Commenting on the “total religious war” in Ukraine forecast by propagandists, he remarked: “This is precisely what Moscow has been persistently striving for to succeed in its aggression in recent years.”
“While in 2014 the main focus of the Kremlin was on armed and information aggression, now, realizing the insignificant success of their efforts in these areas in comparison with the objectives set, Moscow focused on fueling all possible controversies within our country,” the archbishop believes.
According to him, certain linguistic, national, regional, social, political confrontation lines exist in any country, “they also exist in Ukraine”. But, unfortunately for the aggressor, they “clearly do not reach the destructive level as they aspire.”
“Therefore, they try to force a wedge in every crack, to expand it, and in this case the enemy cannot neglect the contradictions between the confessions and between the religions,” he stated.

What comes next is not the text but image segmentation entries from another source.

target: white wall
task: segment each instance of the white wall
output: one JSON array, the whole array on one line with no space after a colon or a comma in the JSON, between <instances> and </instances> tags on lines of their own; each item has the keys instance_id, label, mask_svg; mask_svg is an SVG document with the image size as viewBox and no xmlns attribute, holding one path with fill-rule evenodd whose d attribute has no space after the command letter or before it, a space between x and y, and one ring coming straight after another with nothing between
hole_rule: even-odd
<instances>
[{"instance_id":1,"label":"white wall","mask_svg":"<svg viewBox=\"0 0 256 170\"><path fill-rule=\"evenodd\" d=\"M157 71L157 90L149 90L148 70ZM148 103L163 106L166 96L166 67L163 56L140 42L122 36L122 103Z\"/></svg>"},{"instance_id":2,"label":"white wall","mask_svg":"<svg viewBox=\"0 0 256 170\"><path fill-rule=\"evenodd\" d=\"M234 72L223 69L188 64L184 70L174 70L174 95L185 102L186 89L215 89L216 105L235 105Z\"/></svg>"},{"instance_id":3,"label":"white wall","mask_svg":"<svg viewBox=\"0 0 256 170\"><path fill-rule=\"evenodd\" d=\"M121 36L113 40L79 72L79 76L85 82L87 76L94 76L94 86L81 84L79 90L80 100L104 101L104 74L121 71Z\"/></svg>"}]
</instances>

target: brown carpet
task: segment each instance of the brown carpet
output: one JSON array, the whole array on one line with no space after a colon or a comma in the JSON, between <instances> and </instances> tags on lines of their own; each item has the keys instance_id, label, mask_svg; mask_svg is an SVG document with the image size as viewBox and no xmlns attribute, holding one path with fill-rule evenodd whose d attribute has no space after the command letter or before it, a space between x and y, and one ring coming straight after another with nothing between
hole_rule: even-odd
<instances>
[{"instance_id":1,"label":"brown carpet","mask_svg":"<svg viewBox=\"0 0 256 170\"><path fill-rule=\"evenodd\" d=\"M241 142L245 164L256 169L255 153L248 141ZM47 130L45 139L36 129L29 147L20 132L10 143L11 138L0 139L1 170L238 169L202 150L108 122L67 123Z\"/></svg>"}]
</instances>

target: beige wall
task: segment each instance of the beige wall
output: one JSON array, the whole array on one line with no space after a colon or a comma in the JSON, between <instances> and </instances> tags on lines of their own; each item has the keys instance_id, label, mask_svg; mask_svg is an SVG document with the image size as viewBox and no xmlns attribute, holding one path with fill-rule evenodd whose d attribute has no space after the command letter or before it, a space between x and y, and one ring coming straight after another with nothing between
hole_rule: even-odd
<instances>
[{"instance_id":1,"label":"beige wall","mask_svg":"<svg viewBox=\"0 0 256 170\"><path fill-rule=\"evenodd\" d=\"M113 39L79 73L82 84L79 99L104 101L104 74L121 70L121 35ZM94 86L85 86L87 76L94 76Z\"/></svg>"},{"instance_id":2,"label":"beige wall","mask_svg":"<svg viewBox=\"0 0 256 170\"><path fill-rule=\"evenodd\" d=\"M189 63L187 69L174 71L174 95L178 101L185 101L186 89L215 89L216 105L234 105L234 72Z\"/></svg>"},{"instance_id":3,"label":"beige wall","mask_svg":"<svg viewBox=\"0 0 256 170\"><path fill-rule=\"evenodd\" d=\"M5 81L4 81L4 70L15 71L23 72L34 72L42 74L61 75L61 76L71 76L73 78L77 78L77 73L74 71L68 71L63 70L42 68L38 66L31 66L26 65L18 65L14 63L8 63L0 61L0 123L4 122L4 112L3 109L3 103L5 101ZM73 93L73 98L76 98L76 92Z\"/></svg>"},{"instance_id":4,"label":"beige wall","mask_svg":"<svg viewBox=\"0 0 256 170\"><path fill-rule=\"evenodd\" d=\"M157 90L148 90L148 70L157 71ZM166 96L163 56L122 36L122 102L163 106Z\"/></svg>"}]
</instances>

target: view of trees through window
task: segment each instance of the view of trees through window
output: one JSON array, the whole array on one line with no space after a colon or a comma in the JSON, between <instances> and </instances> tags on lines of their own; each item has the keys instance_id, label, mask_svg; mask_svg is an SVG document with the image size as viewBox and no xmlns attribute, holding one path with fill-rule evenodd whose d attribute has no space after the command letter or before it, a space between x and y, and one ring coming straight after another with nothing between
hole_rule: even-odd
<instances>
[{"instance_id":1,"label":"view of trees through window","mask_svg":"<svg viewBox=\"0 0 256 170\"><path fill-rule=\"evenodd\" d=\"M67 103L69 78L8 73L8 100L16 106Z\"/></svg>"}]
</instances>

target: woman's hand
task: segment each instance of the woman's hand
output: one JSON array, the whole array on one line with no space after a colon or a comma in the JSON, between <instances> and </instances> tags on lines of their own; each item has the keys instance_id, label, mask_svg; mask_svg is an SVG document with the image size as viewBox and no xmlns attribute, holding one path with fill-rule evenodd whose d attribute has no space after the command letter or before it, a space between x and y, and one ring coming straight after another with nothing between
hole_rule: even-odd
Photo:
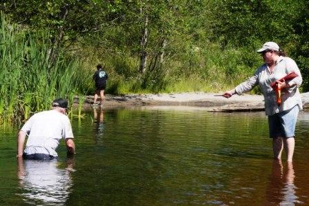
<instances>
[{"instance_id":1,"label":"woman's hand","mask_svg":"<svg viewBox=\"0 0 309 206\"><path fill-rule=\"evenodd\" d=\"M232 90L224 92L223 96L225 98L230 98L235 94L236 94L235 90Z\"/></svg>"}]
</instances>

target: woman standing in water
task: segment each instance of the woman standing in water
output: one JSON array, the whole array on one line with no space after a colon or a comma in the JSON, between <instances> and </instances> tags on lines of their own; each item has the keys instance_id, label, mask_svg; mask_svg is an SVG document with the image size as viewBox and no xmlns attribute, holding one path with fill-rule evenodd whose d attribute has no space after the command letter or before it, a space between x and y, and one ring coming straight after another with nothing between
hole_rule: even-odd
<instances>
[{"instance_id":1,"label":"woman standing in water","mask_svg":"<svg viewBox=\"0 0 309 206\"><path fill-rule=\"evenodd\" d=\"M270 137L272 138L272 150L275 159L280 160L283 148L287 161L292 162L294 154L295 130L298 113L302 110L299 87L302 82L299 69L295 61L286 56L275 42L266 42L257 50L263 56L264 64L258 68L255 74L235 89L226 92L223 96L241 94L259 85L265 99L265 111L268 116ZM297 77L288 81L279 81L294 72ZM277 103L277 96L272 83L281 88L281 102Z\"/></svg>"}]
</instances>

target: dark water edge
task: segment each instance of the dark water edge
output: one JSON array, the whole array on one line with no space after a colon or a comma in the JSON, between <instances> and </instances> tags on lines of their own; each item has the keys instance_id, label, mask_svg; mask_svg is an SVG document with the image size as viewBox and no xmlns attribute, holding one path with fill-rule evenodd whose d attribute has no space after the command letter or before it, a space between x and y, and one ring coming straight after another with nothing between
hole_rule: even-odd
<instances>
[{"instance_id":1,"label":"dark water edge","mask_svg":"<svg viewBox=\"0 0 309 206\"><path fill-rule=\"evenodd\" d=\"M272 160L263 112L195 107L89 111L73 119L77 154L18 163L17 128L0 130L0 205L308 205L309 114L292 165Z\"/></svg>"}]
</instances>

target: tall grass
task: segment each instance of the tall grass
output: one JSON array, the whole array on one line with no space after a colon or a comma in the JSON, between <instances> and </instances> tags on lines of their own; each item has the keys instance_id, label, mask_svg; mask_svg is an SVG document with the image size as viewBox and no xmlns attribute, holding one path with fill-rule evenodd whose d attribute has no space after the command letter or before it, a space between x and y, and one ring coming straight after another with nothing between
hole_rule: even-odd
<instances>
[{"instance_id":1,"label":"tall grass","mask_svg":"<svg viewBox=\"0 0 309 206\"><path fill-rule=\"evenodd\" d=\"M79 56L84 68L95 71L95 65L106 65L109 74L106 93L221 92L232 89L253 74L262 59L254 50L206 43L190 45L181 52L171 54L159 67L140 74L138 56L129 52L108 53L104 50L83 51ZM94 59L86 54L91 53ZM86 56L86 57L83 57ZM151 55L149 56L150 62ZM89 84L90 94L94 87Z\"/></svg>"},{"instance_id":2,"label":"tall grass","mask_svg":"<svg viewBox=\"0 0 309 206\"><path fill-rule=\"evenodd\" d=\"M55 98L72 100L83 93L80 63L64 58L60 51L54 64L48 61L47 38L0 22L0 124L20 122L32 113L50 108ZM70 101L72 103L72 101Z\"/></svg>"}]
</instances>

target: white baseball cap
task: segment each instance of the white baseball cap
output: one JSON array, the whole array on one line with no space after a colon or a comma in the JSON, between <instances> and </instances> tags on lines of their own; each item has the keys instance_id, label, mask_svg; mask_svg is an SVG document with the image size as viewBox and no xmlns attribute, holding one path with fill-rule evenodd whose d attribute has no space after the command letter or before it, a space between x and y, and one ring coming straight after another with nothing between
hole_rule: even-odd
<instances>
[{"instance_id":1,"label":"white baseball cap","mask_svg":"<svg viewBox=\"0 0 309 206\"><path fill-rule=\"evenodd\" d=\"M257 51L258 53L261 53L266 50L272 50L272 51L279 51L279 45L273 42L273 41L268 41L266 42L263 45L263 47L260 48L259 50Z\"/></svg>"}]
</instances>

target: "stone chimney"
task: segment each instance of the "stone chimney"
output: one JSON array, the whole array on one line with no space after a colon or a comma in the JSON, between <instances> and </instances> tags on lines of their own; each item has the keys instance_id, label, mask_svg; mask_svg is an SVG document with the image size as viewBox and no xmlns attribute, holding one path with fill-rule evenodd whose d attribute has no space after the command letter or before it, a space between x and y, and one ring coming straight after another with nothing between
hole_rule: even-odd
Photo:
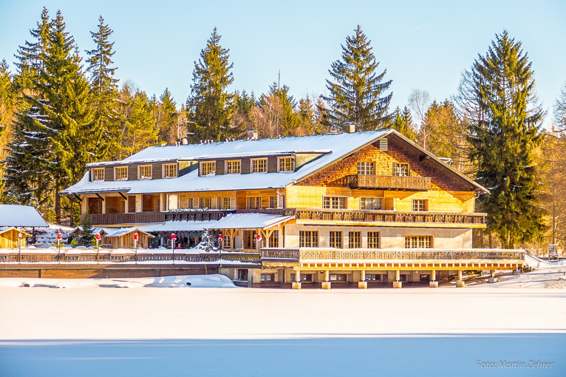
<instances>
[{"instance_id":1,"label":"stone chimney","mask_svg":"<svg viewBox=\"0 0 566 377\"><path fill-rule=\"evenodd\" d=\"M344 132L346 133L354 133L355 132L355 122L347 122L344 123Z\"/></svg>"}]
</instances>

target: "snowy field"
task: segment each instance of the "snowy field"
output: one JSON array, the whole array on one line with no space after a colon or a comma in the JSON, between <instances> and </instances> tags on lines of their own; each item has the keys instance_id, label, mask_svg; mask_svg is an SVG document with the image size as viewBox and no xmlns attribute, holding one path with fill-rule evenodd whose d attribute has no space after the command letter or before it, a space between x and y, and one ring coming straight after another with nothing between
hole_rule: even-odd
<instances>
[{"instance_id":1,"label":"snowy field","mask_svg":"<svg viewBox=\"0 0 566 377\"><path fill-rule=\"evenodd\" d=\"M0 376L564 376L563 270L438 289L2 279Z\"/></svg>"}]
</instances>

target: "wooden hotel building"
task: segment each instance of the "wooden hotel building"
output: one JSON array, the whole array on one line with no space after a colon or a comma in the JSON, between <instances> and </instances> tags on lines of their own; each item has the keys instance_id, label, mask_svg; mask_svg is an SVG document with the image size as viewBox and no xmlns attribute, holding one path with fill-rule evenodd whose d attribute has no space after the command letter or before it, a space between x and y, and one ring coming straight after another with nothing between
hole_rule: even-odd
<instances>
[{"instance_id":1,"label":"wooden hotel building","mask_svg":"<svg viewBox=\"0 0 566 377\"><path fill-rule=\"evenodd\" d=\"M62 193L95 226L136 227L154 247L221 233L223 253L259 255L221 268L236 280L462 286L462 271L524 263L522 250L472 248L488 190L393 130L154 146L88 168Z\"/></svg>"}]
</instances>

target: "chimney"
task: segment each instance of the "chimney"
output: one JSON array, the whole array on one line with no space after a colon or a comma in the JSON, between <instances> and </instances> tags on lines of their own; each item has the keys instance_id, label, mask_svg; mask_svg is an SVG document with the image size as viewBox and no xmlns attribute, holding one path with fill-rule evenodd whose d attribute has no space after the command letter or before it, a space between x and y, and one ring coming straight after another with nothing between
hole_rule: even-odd
<instances>
[{"instance_id":1,"label":"chimney","mask_svg":"<svg viewBox=\"0 0 566 377\"><path fill-rule=\"evenodd\" d=\"M344 132L346 133L354 133L355 132L355 122L347 122L344 123Z\"/></svg>"},{"instance_id":2,"label":"chimney","mask_svg":"<svg viewBox=\"0 0 566 377\"><path fill-rule=\"evenodd\" d=\"M254 131L253 129L251 129L249 131L248 131L247 136L248 140L257 140L258 138L259 138L258 131Z\"/></svg>"}]
</instances>

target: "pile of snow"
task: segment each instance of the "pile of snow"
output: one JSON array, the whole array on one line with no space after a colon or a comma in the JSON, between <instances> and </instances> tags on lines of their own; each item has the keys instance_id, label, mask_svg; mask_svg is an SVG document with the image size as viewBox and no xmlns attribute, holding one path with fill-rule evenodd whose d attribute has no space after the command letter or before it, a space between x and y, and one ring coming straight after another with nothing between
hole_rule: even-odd
<instances>
[{"instance_id":1,"label":"pile of snow","mask_svg":"<svg viewBox=\"0 0 566 377\"><path fill-rule=\"evenodd\" d=\"M1 287L22 288L236 288L223 275L192 275L125 279L0 278Z\"/></svg>"}]
</instances>

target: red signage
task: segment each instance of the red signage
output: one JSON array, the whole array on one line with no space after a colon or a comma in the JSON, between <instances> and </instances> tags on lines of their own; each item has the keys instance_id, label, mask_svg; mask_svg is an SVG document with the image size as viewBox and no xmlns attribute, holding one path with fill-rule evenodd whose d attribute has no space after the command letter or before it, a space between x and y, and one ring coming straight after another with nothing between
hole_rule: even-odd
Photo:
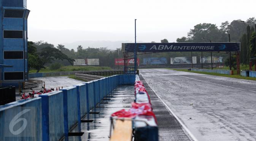
<instances>
[{"instance_id":1,"label":"red signage","mask_svg":"<svg viewBox=\"0 0 256 141\"><path fill-rule=\"evenodd\" d=\"M137 59L137 63L138 65L140 64L140 61L139 61L139 59ZM128 59L127 61L127 65L134 65L134 59ZM124 60L123 58L118 58L118 60L116 58L114 59L114 65L117 66L118 64L119 65L123 66L124 65Z\"/></svg>"}]
</instances>

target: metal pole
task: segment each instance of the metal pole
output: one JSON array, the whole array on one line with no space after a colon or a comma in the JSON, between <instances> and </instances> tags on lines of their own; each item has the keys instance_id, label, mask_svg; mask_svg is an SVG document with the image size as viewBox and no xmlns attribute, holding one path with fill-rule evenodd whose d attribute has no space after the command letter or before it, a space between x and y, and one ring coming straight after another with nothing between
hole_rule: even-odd
<instances>
[{"instance_id":1,"label":"metal pole","mask_svg":"<svg viewBox=\"0 0 256 141\"><path fill-rule=\"evenodd\" d=\"M134 46L134 73L136 74L137 67L137 47L136 46L136 19L135 19L134 21L135 21L135 46Z\"/></svg>"},{"instance_id":2,"label":"metal pole","mask_svg":"<svg viewBox=\"0 0 256 141\"><path fill-rule=\"evenodd\" d=\"M229 33L229 40L230 42L230 34ZM231 52L229 52L229 70L231 70L232 68L231 67Z\"/></svg>"},{"instance_id":3,"label":"metal pole","mask_svg":"<svg viewBox=\"0 0 256 141\"><path fill-rule=\"evenodd\" d=\"M210 43L211 42L211 40L210 40ZM212 52L211 51L211 70L213 70L213 63L212 63Z\"/></svg>"},{"instance_id":4,"label":"metal pole","mask_svg":"<svg viewBox=\"0 0 256 141\"><path fill-rule=\"evenodd\" d=\"M191 52L191 57L192 59L192 63L191 63L191 64L192 64L192 68L193 68L193 53L192 53L193 52L192 51Z\"/></svg>"},{"instance_id":5,"label":"metal pole","mask_svg":"<svg viewBox=\"0 0 256 141\"><path fill-rule=\"evenodd\" d=\"M202 68L203 68L203 52L201 52L201 63L202 64Z\"/></svg>"},{"instance_id":6,"label":"metal pole","mask_svg":"<svg viewBox=\"0 0 256 141\"><path fill-rule=\"evenodd\" d=\"M118 70L119 69L119 66L118 65L118 49L116 49L116 52L117 52L117 70Z\"/></svg>"},{"instance_id":7,"label":"metal pole","mask_svg":"<svg viewBox=\"0 0 256 141\"><path fill-rule=\"evenodd\" d=\"M256 23L254 23L254 25L255 26L255 57L256 57Z\"/></svg>"}]
</instances>

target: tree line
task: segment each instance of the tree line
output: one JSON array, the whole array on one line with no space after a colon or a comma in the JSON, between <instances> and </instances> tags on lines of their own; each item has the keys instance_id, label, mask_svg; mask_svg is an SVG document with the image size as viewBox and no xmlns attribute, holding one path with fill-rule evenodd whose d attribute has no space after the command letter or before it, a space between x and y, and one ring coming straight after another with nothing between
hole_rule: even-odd
<instances>
[{"instance_id":1,"label":"tree line","mask_svg":"<svg viewBox=\"0 0 256 141\"><path fill-rule=\"evenodd\" d=\"M216 24L210 23L199 23L196 25L193 29L190 29L186 37L176 39L177 42L228 42L228 34L230 34L231 42L241 43L240 54L240 62L242 65L248 64L250 58L255 57L255 32L254 25L251 23L242 22L241 20L234 20L229 23L225 21L221 23L219 27ZM248 19L246 22L256 23L254 17ZM168 43L167 39L161 40L162 43ZM152 41L154 43L155 41ZM84 48L79 45L76 51L65 48L64 45L59 44L55 47L54 45L47 42L40 41L28 43L29 68L35 69L38 72L46 67L52 64L61 64L67 66L72 65L74 59L99 58L100 65L115 67L114 59L123 57L121 48L113 50L107 47L93 48ZM191 56L190 52L170 52L152 53L138 56L141 64L143 58L148 57L170 57ZM201 53L193 52L193 56L200 56ZM210 55L210 53L204 53L204 56ZM132 55L132 53L131 53ZM213 56L215 54L213 54ZM228 61L228 55L221 55L226 60ZM232 60L233 64L236 62L235 56ZM198 59L199 59L199 57ZM168 64L170 59L167 59Z\"/></svg>"}]
</instances>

The Archbishop reminded us how during the Revolution of Dignity and immediately afterwards, Putin's propaganda called for the "catastrophic growth of anti-Semitism in Ukraine", which was denied by the Jewish communities of our country.” In addition, “Moscow, including through Patriarch Kirill, stated that “the civil war in Ukraine is a religious war, where the Uniates (i.e., Greek Catholics) and the schismatics (i.e. the Orthodox of the Kyiv Patriarchate) are fighting against canonical Orthodoxy (that is, against the Russian Church). However, as in the case of “persecution of the Russian-speaking population” and other horror stories, Moscow indulges here into wishful thinking,” he said.
Speaking about the relations between Orthodox and Greek Catholics, the archbishop acknowledged that “historically they are not easy.” “For more than four centuries, which have passed since the time of the Union of Brest, many accusations and insults have been accumulated, the memory is burdened with conflicts.”
At the same time, he stressed: “Through the joint effort of both Orthodox and Greek Catholics in the present century, they have done much to overcome the negative effects of the past, and although one cannot say that full agreement has been reached, in particular in the western regions of Ukraine, where there is traditionally an extensive presence of Greek Catholic communities, but the talks about the possibility of a “religious war” are groundless and completely irresponsible. These statements can only be made by those willing to pour water on the mill of the Kremlin propaganda and contribute to the success of Moscow’s aggression,” he said.
Archbishop Yevstratiy (Zorya) also commented on the conflict around the church in the city of Kolomyia in Ivano-Frankivsk region, where the interests of the local community of the Moscow Patriarchate and the UGCC collided. “There is no doubt that the situation around the church in Kolomyia, which was used by the community of the Moscow Patriarchate and taken under the control of Greek Catholic activists, requires a peaceful solution, since it is not about the voluntary decision of the community itself to move from one church to another, as is the case of the transfer of communities from the Moscow Patriarchate to the Kyiv Patriarchate, it is about taking the church under the control of activists of another community. Each party claims its rightness, therefore, finding a just solution is not easy, but it must be sought from both sides, and perhaps at the level of the leadership of the dioceses or churches, because the return to the late 1980s and early 1990s cannot be allowed when the issue of the church building title in Halychyna was often resolved by forceful methods, which still negatively affects both the relationship between denominations and ordinary believers,” the Archbishop of the UOC-KP stated.